Q&A with Sexual Assault Prevention and Response Counselor Sarah Valois
By Erica Gilman
April was Sexual Assault Awareness Month and there were various events around Worcester State University’s campus to spread awareness about the prevalence of sexual assault, provide support for victims, and give resources and information to students. Sexual Assault Awareness Month is something that has been nationally recognized since April 1, 2001, although according to the National Sexual Violence Resource Center, awareness campaigns have been happening since the 70’s.
Sexual assault has become a growing concern on college campuses: about 1 in 5 college women and 6% of college men are targets of assault. WSU knows the importance of raising awareness to educate their students on what sexual assault really is, especially in situations that involve alcohol.

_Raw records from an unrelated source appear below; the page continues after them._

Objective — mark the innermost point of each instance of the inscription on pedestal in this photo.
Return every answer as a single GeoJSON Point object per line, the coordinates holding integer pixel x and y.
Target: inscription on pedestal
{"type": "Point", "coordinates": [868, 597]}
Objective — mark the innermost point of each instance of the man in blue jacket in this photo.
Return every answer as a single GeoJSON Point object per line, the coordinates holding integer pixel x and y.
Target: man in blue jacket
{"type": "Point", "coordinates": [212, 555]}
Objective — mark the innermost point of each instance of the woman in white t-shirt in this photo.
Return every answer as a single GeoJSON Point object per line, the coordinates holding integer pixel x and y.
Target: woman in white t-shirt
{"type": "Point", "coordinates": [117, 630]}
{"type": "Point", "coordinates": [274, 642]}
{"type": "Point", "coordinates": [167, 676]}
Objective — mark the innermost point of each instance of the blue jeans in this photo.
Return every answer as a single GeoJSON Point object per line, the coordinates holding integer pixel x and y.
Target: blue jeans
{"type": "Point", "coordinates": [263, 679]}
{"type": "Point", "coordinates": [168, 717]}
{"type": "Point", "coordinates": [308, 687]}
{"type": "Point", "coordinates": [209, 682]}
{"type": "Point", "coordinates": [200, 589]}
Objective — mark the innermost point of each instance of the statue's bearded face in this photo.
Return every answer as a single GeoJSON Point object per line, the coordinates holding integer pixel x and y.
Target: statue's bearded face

WSU also stages these events to encourage survivors to access the University’s counseling center for support.
With such high rates of sexual assaults on college campuses, a university community has a responsibility to educate, protect, and support their students. Sexual assault is a problem everywhere; it’s not only a problem for students that walk at night, for students that go out late at night, or for students who decide to drink. It is something that can happen to anyone, even from the people that they know and trust. There are many ways in which sexual assault can happen, and it’s equally as important for victims to know they are not alone and have a support system within their university.
To reflect on the significance of this month and the events that happened, I spoke with Sarah Valois, the Sexual Assault Prevention and Response counselor at Worcester State University. She was in charge of directing the events and students have probably seen her at tabling events. I interviewed her about the events that happened this April and her take on the importance of the events.

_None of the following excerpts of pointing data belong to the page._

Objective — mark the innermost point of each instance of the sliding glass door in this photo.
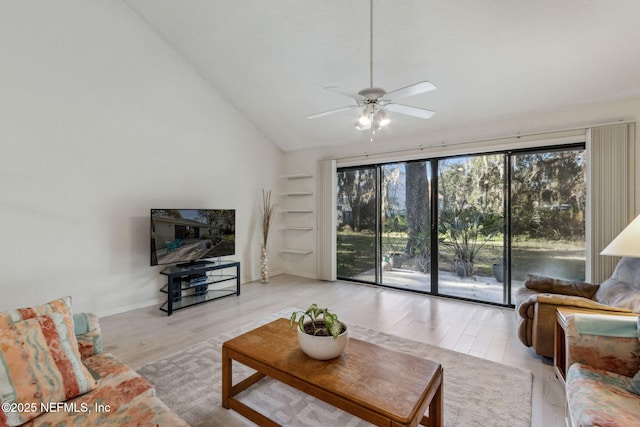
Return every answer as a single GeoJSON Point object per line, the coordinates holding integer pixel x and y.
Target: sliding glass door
{"type": "Point", "coordinates": [468, 227]}
{"type": "Point", "coordinates": [406, 225]}
{"type": "Point", "coordinates": [548, 198]}
{"type": "Point", "coordinates": [358, 219]}
{"type": "Point", "coordinates": [471, 224]}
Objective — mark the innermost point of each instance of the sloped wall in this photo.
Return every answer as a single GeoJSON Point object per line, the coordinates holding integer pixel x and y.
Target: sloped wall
{"type": "Point", "coordinates": [101, 121]}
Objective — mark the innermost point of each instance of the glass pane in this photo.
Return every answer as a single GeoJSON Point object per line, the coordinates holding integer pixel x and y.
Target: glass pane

NWS: This month was Sexual Assault Awareness Month and there were various events around campus such as the Yeah, No, Maybe documentary showing, the Clothesline Project [a nationwide project in which women affected by violence express their emotions by decorating and displaying a t-shirt], and tabling. What was the most impactful?

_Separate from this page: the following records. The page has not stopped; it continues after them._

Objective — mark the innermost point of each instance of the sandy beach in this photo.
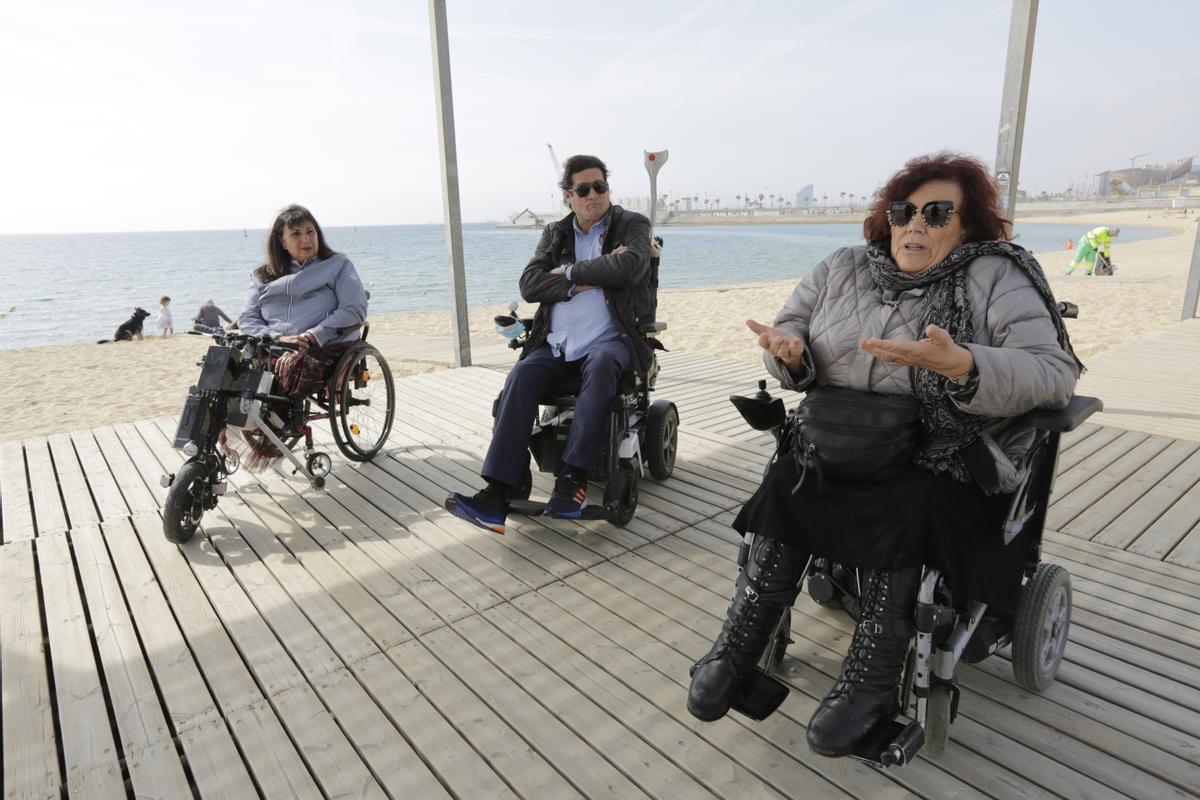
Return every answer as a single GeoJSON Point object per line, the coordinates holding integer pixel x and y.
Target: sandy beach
{"type": "Point", "coordinates": [59, 389]}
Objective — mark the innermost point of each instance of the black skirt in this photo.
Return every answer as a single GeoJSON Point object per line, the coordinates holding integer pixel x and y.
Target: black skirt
{"type": "Point", "coordinates": [913, 518]}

SV: I’d say the tabling was the most impactful since it gets us to different locations, so students can ask questions and we can give them information and resources. The Clothesline Project is also impactful for the students who make the t-shirts and see the t-shirts. We had a table set up there as well. Overall, I think tabling is really helpful since we can reach more students.
NWS: What are the reactions of students to these events generally?
SV: Very positive! Actually a student who had gone to see the documentary for extra credit in a class wrote his response, which his professor shared with me, and you could see that he became much more aware of the prevalence of sexual assault. Students are genuinely interested. We had students write notes of encouragement and messages of hope to hang up on posters around campus. Through the outreach over the month we end up getting survivors into the counseling center or identified by faculty to get support. The messaging around campus is always nice to survivors to see that others support them.
NWS: Why do you think awareness is so important?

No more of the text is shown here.